Targeting tau-mitochondrial crosstalk in Alzheimer's disease with an Integrative multi-omics and artificial intelligence driven tools for the development of disease-modifying therapeutics.

Alzheimer's disease (AD) is a progressive neurodegenerative illness marked by cognitive impairment, synaptic dysfunction and neuronal death. Tau protein abnormalities and mitochondrial dysfunction are key features of its pathogenesis, and both are involved in driving disease development. Emerging evidence suggests that pathogenic tau not only destabilizes microtubules but also directly compromises mitochondrial dynamics, bioenergetics and quality control, ultimately aggravating neurodegeneration. However, the molecular processes by which tau disease causes mitochondrial failure are poorly known. In this review, we discuss the tau-mitochondria interplay in AD and highlight how integrated multi-omics and computational approaches are boosting the development of disease-modifying treatments. We conducted an extensive evaluation of recent literature in key scientific databases related to tau biology, mitochondrial dysfunction, mitophagy, transcriptomics, proteomics, metabolomics, and computational drug development in AD. The results demonstrate that hyperphosphorylated tau leads to inhibition of mitochondrial transport, changes in membrane potential, impairment of oxidative phosphorylation and increased generation of reactive oxygen species (ROS). Multi-omics analyses show coordinated changes in molecular pathways affecting energy metabolism, synaptic maintenance and neuronal survival.

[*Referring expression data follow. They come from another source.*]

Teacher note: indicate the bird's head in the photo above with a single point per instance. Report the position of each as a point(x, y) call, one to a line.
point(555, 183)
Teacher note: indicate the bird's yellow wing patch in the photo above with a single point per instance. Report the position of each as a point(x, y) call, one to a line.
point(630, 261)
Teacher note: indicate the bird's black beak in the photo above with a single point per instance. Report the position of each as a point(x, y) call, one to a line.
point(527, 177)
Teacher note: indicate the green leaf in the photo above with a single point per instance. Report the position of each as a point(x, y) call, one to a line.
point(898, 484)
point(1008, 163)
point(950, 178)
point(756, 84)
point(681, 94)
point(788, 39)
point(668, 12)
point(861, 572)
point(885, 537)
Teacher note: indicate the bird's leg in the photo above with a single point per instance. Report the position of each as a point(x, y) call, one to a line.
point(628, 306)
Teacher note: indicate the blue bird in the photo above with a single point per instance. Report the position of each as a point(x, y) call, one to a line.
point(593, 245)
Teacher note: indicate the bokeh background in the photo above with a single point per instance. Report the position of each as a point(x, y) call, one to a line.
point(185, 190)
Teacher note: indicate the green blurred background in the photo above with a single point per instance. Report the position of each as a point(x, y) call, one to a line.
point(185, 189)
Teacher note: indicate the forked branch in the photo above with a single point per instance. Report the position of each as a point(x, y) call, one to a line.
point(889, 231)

Furthermore, computational and AI-based methods have enabled the recognition of novel tau-interacting proteins, mitophagy modulators and treatment candidates. The tau-mitochondrial interaction is a key pathogenic axis in Alzheimer's disease and provides prospective avenues for harnessing multi-omics and computational techniques to create mechanism-based treatments to restore mitochondrial function and synaptic integrity. This integrative paradigm provides a basis for next-generation precision therapies for neurodegenerative network dysfunction.